In one of my first code reviews (a while back), I was told that it's good practice to include a default clause in all switch statements. I recently remembered this advice but can't remember what the justification was. It sounds fairly odd to me now.

  1. Is there a sensible reason for always including a default statement?

  2. Is this language dependent? I don't remember what language I was using at the time - maybe this applies to some languages and not to others?


Solution 1:

Switch cases should almost always have a default case.

Reasons to use a default

1.To 'catch' an unexpected value

switch(type)
{
    case 1:
        //something
    case 2:
        //something else
    default:
        // unknown type! based on the language,
        // there should probably be some error-handling
        // here, maybe an exception
}

2. To handle 'default' actions, where the cases are for special behavior.
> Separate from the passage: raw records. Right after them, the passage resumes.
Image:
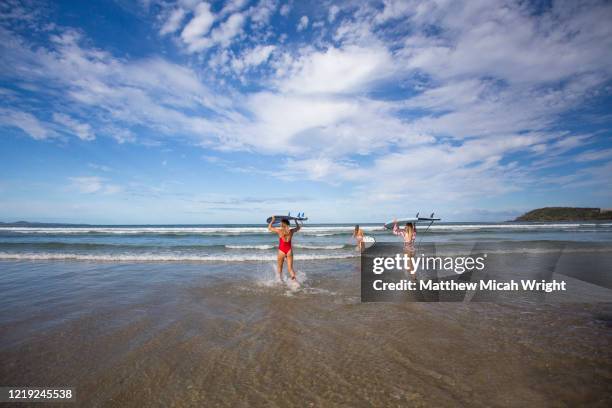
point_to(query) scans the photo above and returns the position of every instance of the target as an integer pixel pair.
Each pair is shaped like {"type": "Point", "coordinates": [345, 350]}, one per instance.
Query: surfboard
{"type": "Point", "coordinates": [279, 218]}
{"type": "Point", "coordinates": [415, 220]}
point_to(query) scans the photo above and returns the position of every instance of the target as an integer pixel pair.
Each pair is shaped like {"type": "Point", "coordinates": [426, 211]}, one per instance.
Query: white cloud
{"type": "Point", "coordinates": [253, 57]}
{"type": "Point", "coordinates": [262, 12]}
{"type": "Point", "coordinates": [82, 130]}
{"type": "Point", "coordinates": [450, 104]}
{"type": "Point", "coordinates": [93, 184]}
{"type": "Point", "coordinates": [25, 121]}
{"type": "Point", "coordinates": [337, 70]}
{"type": "Point", "coordinates": [285, 9]}
{"type": "Point", "coordinates": [195, 31]}
{"type": "Point", "coordinates": [174, 21]}
{"type": "Point", "coordinates": [333, 12]}
{"type": "Point", "coordinates": [303, 24]}
{"type": "Point", "coordinates": [229, 29]}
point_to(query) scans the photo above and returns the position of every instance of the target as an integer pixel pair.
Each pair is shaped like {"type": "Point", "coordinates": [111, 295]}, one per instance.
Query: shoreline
{"type": "Point", "coordinates": [134, 334]}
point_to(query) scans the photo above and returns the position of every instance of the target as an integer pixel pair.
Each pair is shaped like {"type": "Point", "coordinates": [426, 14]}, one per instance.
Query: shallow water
{"type": "Point", "coordinates": [228, 334]}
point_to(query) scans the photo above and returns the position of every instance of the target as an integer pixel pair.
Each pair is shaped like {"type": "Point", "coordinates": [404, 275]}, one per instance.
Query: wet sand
{"type": "Point", "coordinates": [225, 335]}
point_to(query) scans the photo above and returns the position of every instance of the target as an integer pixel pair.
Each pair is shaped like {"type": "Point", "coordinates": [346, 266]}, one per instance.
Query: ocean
{"type": "Point", "coordinates": [240, 243]}
{"type": "Point", "coordinates": [172, 315]}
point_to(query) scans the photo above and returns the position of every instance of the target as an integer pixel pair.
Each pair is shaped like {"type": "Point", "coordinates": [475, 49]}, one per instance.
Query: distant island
{"type": "Point", "coordinates": [567, 214]}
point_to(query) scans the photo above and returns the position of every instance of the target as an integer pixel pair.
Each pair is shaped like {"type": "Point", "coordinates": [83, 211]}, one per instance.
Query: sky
{"type": "Point", "coordinates": [160, 112]}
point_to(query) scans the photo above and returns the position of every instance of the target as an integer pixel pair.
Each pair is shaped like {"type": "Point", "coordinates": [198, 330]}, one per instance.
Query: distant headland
{"type": "Point", "coordinates": [567, 214]}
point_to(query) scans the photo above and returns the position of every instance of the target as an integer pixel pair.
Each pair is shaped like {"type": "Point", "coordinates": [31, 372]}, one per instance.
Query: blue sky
{"type": "Point", "coordinates": [219, 112]}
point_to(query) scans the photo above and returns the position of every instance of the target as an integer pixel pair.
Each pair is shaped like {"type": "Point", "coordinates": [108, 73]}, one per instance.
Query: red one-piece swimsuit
{"type": "Point", "coordinates": [284, 246]}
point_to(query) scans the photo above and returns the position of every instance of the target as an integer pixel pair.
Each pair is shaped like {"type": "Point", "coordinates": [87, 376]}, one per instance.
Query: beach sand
{"type": "Point", "coordinates": [189, 334]}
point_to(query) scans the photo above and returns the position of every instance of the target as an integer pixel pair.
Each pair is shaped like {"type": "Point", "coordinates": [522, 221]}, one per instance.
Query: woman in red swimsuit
{"type": "Point", "coordinates": [284, 246]}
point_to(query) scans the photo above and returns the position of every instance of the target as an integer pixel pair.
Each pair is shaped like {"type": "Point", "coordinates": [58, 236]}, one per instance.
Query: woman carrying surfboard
{"type": "Point", "coordinates": [408, 234]}
{"type": "Point", "coordinates": [358, 235]}
{"type": "Point", "coordinates": [285, 234]}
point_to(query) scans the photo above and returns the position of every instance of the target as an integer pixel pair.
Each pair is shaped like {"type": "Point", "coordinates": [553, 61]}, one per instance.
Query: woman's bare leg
{"type": "Point", "coordinates": [290, 264]}
{"type": "Point", "coordinates": [280, 259]}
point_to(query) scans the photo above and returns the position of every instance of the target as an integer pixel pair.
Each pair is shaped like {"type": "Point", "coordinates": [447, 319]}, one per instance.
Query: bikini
{"type": "Point", "coordinates": [283, 246]}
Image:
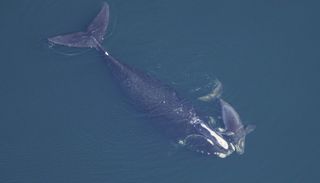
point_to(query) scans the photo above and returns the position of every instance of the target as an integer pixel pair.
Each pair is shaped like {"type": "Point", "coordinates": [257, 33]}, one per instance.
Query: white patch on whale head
{"type": "Point", "coordinates": [223, 143]}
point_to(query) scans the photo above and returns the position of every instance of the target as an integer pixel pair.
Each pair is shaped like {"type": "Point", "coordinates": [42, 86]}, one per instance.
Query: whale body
{"type": "Point", "coordinates": [174, 114]}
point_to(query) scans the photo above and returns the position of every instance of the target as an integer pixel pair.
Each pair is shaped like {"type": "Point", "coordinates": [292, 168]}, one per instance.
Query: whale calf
{"type": "Point", "coordinates": [172, 113]}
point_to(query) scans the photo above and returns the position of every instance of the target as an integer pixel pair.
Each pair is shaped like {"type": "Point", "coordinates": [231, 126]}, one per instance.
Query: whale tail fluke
{"type": "Point", "coordinates": [91, 38]}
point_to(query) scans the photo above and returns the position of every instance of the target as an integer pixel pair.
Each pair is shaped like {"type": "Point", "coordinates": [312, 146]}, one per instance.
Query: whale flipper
{"type": "Point", "coordinates": [91, 38]}
{"type": "Point", "coordinates": [233, 125]}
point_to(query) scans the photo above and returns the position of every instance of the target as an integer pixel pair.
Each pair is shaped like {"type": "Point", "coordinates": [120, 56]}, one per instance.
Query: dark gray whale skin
{"type": "Point", "coordinates": [171, 113]}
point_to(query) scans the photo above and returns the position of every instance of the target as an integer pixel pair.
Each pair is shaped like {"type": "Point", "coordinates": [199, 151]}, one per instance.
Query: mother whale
{"type": "Point", "coordinates": [173, 114]}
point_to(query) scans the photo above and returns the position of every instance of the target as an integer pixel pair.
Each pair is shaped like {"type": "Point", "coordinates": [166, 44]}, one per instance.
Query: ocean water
{"type": "Point", "coordinates": [63, 119]}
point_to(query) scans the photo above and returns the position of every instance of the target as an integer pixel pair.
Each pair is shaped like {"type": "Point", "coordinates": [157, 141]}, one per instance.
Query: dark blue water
{"type": "Point", "coordinates": [62, 119]}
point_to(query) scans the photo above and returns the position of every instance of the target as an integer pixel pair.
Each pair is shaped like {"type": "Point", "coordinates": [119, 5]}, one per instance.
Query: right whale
{"type": "Point", "coordinates": [175, 116]}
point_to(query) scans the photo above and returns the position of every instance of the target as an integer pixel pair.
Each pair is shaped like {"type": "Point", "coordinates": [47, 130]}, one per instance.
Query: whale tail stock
{"type": "Point", "coordinates": [91, 38]}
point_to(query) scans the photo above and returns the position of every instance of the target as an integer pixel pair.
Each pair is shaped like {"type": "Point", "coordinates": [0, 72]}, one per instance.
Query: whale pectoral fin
{"type": "Point", "coordinates": [212, 122]}
{"type": "Point", "coordinates": [195, 141]}
{"type": "Point", "coordinates": [250, 128]}
{"type": "Point", "coordinates": [216, 92]}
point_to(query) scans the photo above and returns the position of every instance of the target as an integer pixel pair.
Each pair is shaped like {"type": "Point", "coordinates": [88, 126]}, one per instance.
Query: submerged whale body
{"type": "Point", "coordinates": [178, 117]}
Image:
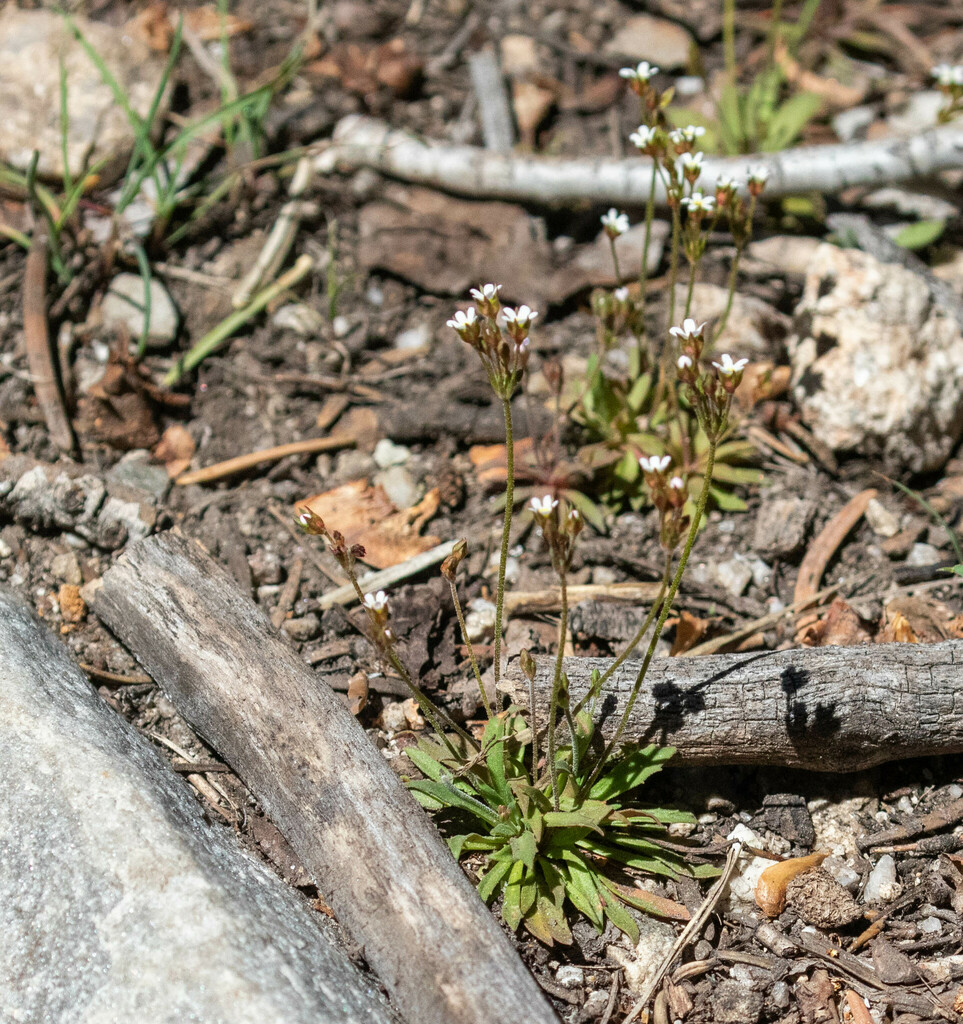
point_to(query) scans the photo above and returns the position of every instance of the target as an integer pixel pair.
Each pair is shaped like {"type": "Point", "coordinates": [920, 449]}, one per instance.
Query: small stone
{"type": "Point", "coordinates": [645, 38]}
{"type": "Point", "coordinates": [387, 454]}
{"type": "Point", "coordinates": [414, 337]}
{"type": "Point", "coordinates": [734, 1004]}
{"type": "Point", "coordinates": [821, 900]}
{"type": "Point", "coordinates": [479, 620]}
{"type": "Point", "coordinates": [123, 306]}
{"type": "Point", "coordinates": [782, 526]}
{"type": "Point", "coordinates": [882, 887]}
{"type": "Point", "coordinates": [393, 718]}
{"type": "Point", "coordinates": [923, 554]}
{"type": "Point", "coordinates": [33, 44]}
{"type": "Point", "coordinates": [67, 567]}
{"type": "Point", "coordinates": [734, 576]}
{"type": "Point", "coordinates": [302, 629]}
{"type": "Point", "coordinates": [400, 485]}
{"type": "Point", "coordinates": [570, 976]}
{"type": "Point", "coordinates": [136, 469]}
{"type": "Point", "coordinates": [881, 520]}
{"type": "Point", "coordinates": [73, 606]}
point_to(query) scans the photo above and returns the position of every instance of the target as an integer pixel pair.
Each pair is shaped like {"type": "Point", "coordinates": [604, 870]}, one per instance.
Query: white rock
{"type": "Point", "coordinates": [878, 367]}
{"type": "Point", "coordinates": [123, 306]}
{"type": "Point", "coordinates": [923, 554]}
{"type": "Point", "coordinates": [479, 620]}
{"type": "Point", "coordinates": [735, 574]}
{"type": "Point", "coordinates": [570, 976]}
{"type": "Point", "coordinates": [881, 886]}
{"type": "Point", "coordinates": [32, 44]}
{"type": "Point", "coordinates": [749, 867]}
{"type": "Point", "coordinates": [387, 454]}
{"type": "Point", "coordinates": [881, 520]}
{"type": "Point", "coordinates": [415, 337]}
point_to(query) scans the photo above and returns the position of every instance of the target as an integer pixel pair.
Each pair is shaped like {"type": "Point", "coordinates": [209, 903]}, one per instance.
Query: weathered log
{"type": "Point", "coordinates": [118, 901]}
{"type": "Point", "coordinates": [370, 847]}
{"type": "Point", "coordinates": [826, 709]}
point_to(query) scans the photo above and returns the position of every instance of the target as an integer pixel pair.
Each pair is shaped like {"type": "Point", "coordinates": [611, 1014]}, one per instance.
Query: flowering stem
{"type": "Point", "coordinates": [431, 712]}
{"type": "Point", "coordinates": [663, 615]}
{"type": "Point", "coordinates": [464, 635]}
{"type": "Point", "coordinates": [633, 643]}
{"type": "Point", "coordinates": [556, 686]}
{"type": "Point", "coordinates": [615, 260]}
{"type": "Point", "coordinates": [506, 536]}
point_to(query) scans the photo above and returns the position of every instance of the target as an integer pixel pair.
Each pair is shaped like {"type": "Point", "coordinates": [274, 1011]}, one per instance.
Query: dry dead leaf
{"type": "Point", "coordinates": [365, 515]}
{"type": "Point", "coordinates": [689, 630]}
{"type": "Point", "coordinates": [175, 450]}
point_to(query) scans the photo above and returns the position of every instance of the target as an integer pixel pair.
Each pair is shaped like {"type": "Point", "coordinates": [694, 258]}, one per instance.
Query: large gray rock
{"type": "Point", "coordinates": [32, 44]}
{"type": "Point", "coordinates": [119, 902]}
{"type": "Point", "coordinates": [877, 365]}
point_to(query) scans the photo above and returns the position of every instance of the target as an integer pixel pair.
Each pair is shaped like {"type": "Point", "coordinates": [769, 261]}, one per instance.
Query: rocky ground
{"type": "Point", "coordinates": [359, 351]}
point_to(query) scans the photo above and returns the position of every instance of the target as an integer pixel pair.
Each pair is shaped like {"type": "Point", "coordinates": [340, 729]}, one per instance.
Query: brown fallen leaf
{"type": "Point", "coordinates": [770, 889]}
{"type": "Point", "coordinates": [823, 548]}
{"type": "Point", "coordinates": [365, 515]}
{"type": "Point", "coordinates": [840, 627]}
{"type": "Point", "coordinates": [175, 450]}
{"type": "Point", "coordinates": [689, 630]}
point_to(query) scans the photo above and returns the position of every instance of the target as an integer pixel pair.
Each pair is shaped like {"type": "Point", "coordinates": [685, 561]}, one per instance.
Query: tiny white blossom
{"type": "Point", "coordinates": [643, 136]}
{"type": "Point", "coordinates": [522, 316]}
{"type": "Point", "coordinates": [487, 293]}
{"type": "Point", "coordinates": [687, 134]}
{"type": "Point", "coordinates": [728, 367]}
{"type": "Point", "coordinates": [687, 331]}
{"type": "Point", "coordinates": [614, 222]}
{"type": "Point", "coordinates": [464, 320]}
{"type": "Point", "coordinates": [543, 506]}
{"type": "Point", "coordinates": [698, 203]}
{"type": "Point", "coordinates": [376, 602]}
{"type": "Point", "coordinates": [656, 464]}
{"type": "Point", "coordinates": [642, 72]}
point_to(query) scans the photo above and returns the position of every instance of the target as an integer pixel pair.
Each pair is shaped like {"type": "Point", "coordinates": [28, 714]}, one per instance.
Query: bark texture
{"type": "Point", "coordinates": [372, 850]}
{"type": "Point", "coordinates": [826, 709]}
{"type": "Point", "coordinates": [362, 141]}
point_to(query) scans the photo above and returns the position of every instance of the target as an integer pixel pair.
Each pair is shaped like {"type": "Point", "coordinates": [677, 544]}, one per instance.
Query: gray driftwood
{"type": "Point", "coordinates": [372, 850]}
{"type": "Point", "coordinates": [118, 901]}
{"type": "Point", "coordinates": [826, 709]}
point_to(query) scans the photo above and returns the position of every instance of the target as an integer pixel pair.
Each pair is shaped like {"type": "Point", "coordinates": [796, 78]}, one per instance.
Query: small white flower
{"type": "Point", "coordinates": [521, 316]}
{"type": "Point", "coordinates": [642, 72]}
{"type": "Point", "coordinates": [728, 367]}
{"type": "Point", "coordinates": [615, 223]}
{"type": "Point", "coordinates": [487, 293]}
{"type": "Point", "coordinates": [948, 75]}
{"type": "Point", "coordinates": [643, 136]}
{"type": "Point", "coordinates": [686, 135]}
{"type": "Point", "coordinates": [543, 506]}
{"type": "Point", "coordinates": [464, 320]}
{"type": "Point", "coordinates": [656, 464]}
{"type": "Point", "coordinates": [698, 203]}
{"type": "Point", "coordinates": [687, 331]}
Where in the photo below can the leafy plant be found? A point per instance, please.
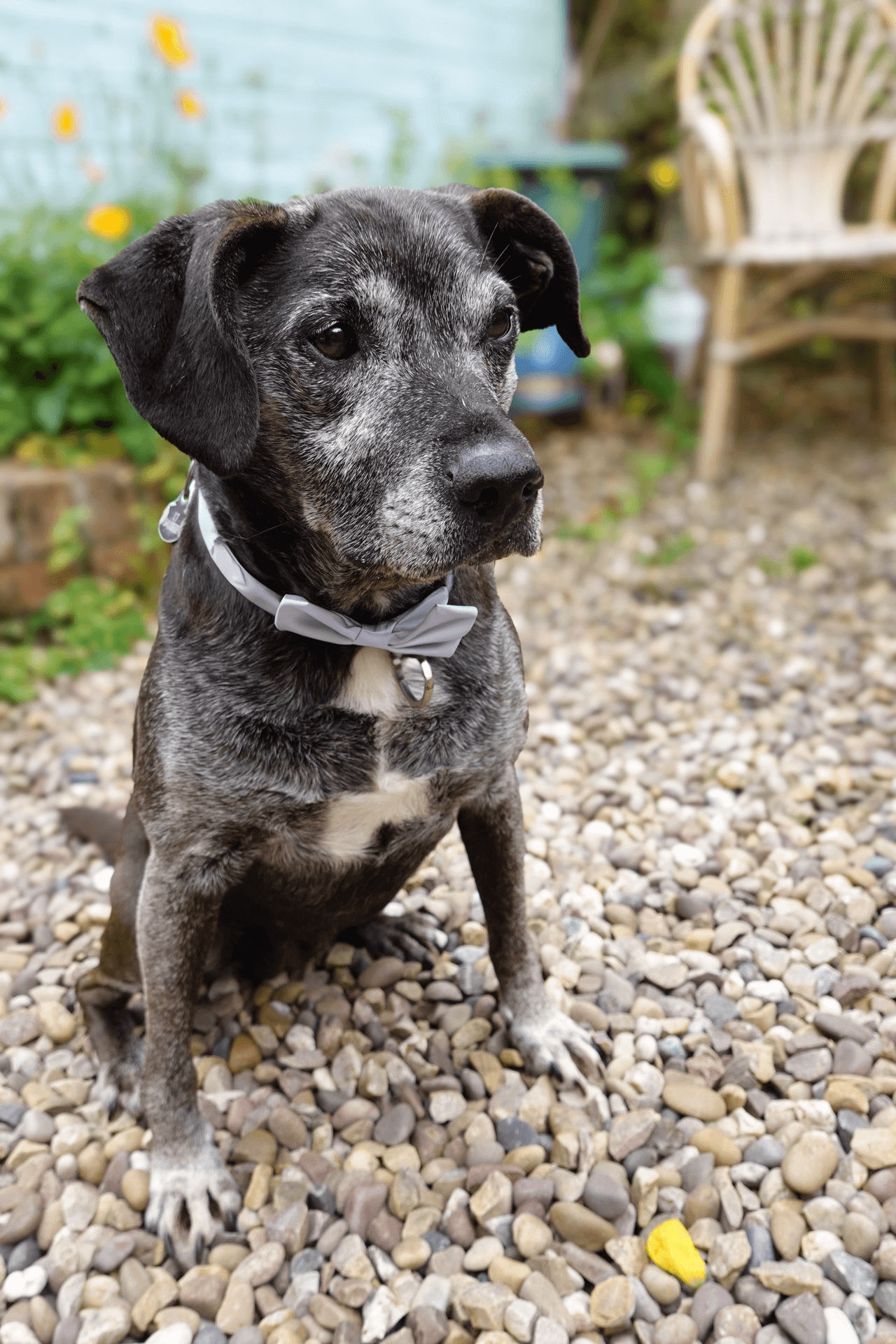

You see this a LOT in menu-driven programs and bash shell scripts. You might also see this when a variable is declared outside the switch-case but not initialized, and each case initializes it to something different. Here the default needs to initialize it too so that down the line code that accesses the variable doesn't raise an error.

3. To show someone reading your code that you've covered that case.

variable = (variable == "value") ? 1 : 2;
switch(variable)
{
    case 1:
        // something
    case 2:
        // something else
    default:
        // will NOT execute because of the line preceding the switch.
}

This was an over-simplified example, but the point is that someone reading the code shouldn't wonder why variable cannot be something other than 1 or 2.


The only case I can think of to NOT use default is when the switch is checking something where its rather obvious every other alternative can be happily ignored

switch(keystroke)
{
    case 'w':
        // move up
    case 'a':
        // move left
    case 's':
        // move down
    case 'd':
        // move right
    // no default really required here
}

Solution 2:

No.

What if there is no default action, context matters. What if you only care to act on a few values?

Take the example of reading keypresses for a game

switch(a)
{
   case 'w':
     // Move Up
     break;
   case 's':
     // Move Down
     break;
   case 'a':
     // Move Left
     break;
   case 'd':
     // Move Right
     break;
}

Adding:

default: // Do nothing

Is just a waste of time and increases the complexity of the code for no reason.